Russia’s central bank raised its key interest rate to a record 21% from 19%, in an attempt to combat inflation fueled by military spending. Thus, the key interest rate has risen to a new historical peak, within the framework of combating the “overheating economy” and inflation in the country.
The decision aims to reduce growing inflation in light of the pressure of huge government spending – especially in the military sector amid the fighting in Ukraine – on the economy’s ability to produce goods and services and increase workers’ wages.
Economy growth
The central bank said in a statement, “Growth in domestic demand still significantly exceeds the ability to increase the supply of goods and services,” adding that inflation is “significantly higher than the central bank’s expectations last July… and inflation expectations are still rising.” .
The bank rejected the possibility of increasing interest rates further next December.
The Russian economy is still showing growth as a result of continued oil export revenues and government spending on goods, including military spending, which increased inflation, which the central bank tried to combat by increasing interest rates, which increases the cost of borrowing and spending on goods, and this reduces pressure on prices in theory.

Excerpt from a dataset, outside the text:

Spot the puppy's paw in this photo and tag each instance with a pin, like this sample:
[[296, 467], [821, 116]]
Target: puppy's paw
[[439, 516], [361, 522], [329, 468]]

The Russian economy grew by 4.4% in the second quarter, while the unemployment rate fell to 2.4%, and work is underway at full speed in factories that in many cases produce materials that can be used by the army, such as vehicles and clothing.
In other cases, local producers fill gaps caused by a lack of imports from abroad due to sanctions or decisions of foreign companies to stop working in Russia.

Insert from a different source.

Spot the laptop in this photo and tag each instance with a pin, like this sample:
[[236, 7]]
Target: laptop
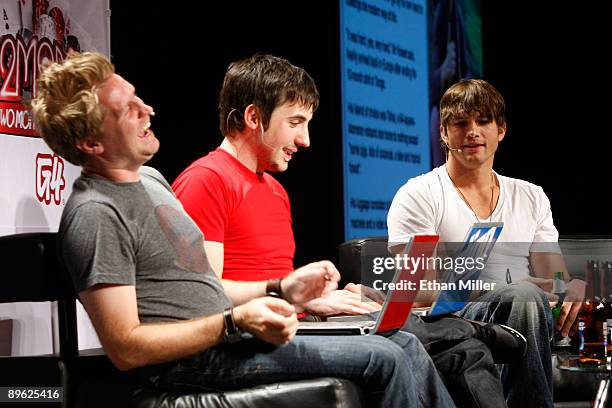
[[478, 243], [397, 305]]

The Russian Central Bank kept its economic growth expectations in Russia for the current year in the range of 3.5% to 4%, and for the years 2025, 2026, and 2027, between 0.5% and 1.5%, 1% to 2%, and 1.5% to 2.5%, respectively.
It also raised its inflation expectations in 2024 to between 8% and 8.5% from 6.5% to 7%, and raised its inflation expectations for next year to between 4.5% and 5%.
For its part, the International Monetary Fund reduced its expectations in its latest report a few days ago for growth in the Russian economy for the year 2025 from 1.5% to 1.3%.
Purchasing Managers’ Index (PMI) data issued by Standard & Poor’s Global also showed that the Russian manufacturing sector recorded a contraction in September 2024 for the first time since April 2022.
Future prospects
Bloomberg Economics analysts indicate that growth driven by increased military spending has exceeded its peak, and indicators of economic activity have shown that industrial production has become stable due to pressures on production capabilities, which has led to a slowdown in growth in sectors not related to military demand.
“Manufacturing growth has slowed recently, suggesting that constraints on production capacity are starting to take a toll,” Tatiana Orlova, an economist at Oxford Economics, told Bloomberg.
She added that increased investment is necessary to maintain growth, but this is “unlikely given the high levels of interest rates.”
While Anders Olofgaard, associate professor at the Stockholm Institute for Transitional Economics, said, “Russia’s growth prospects were already bleak before the all-out invasion, and now they look even bleaker.”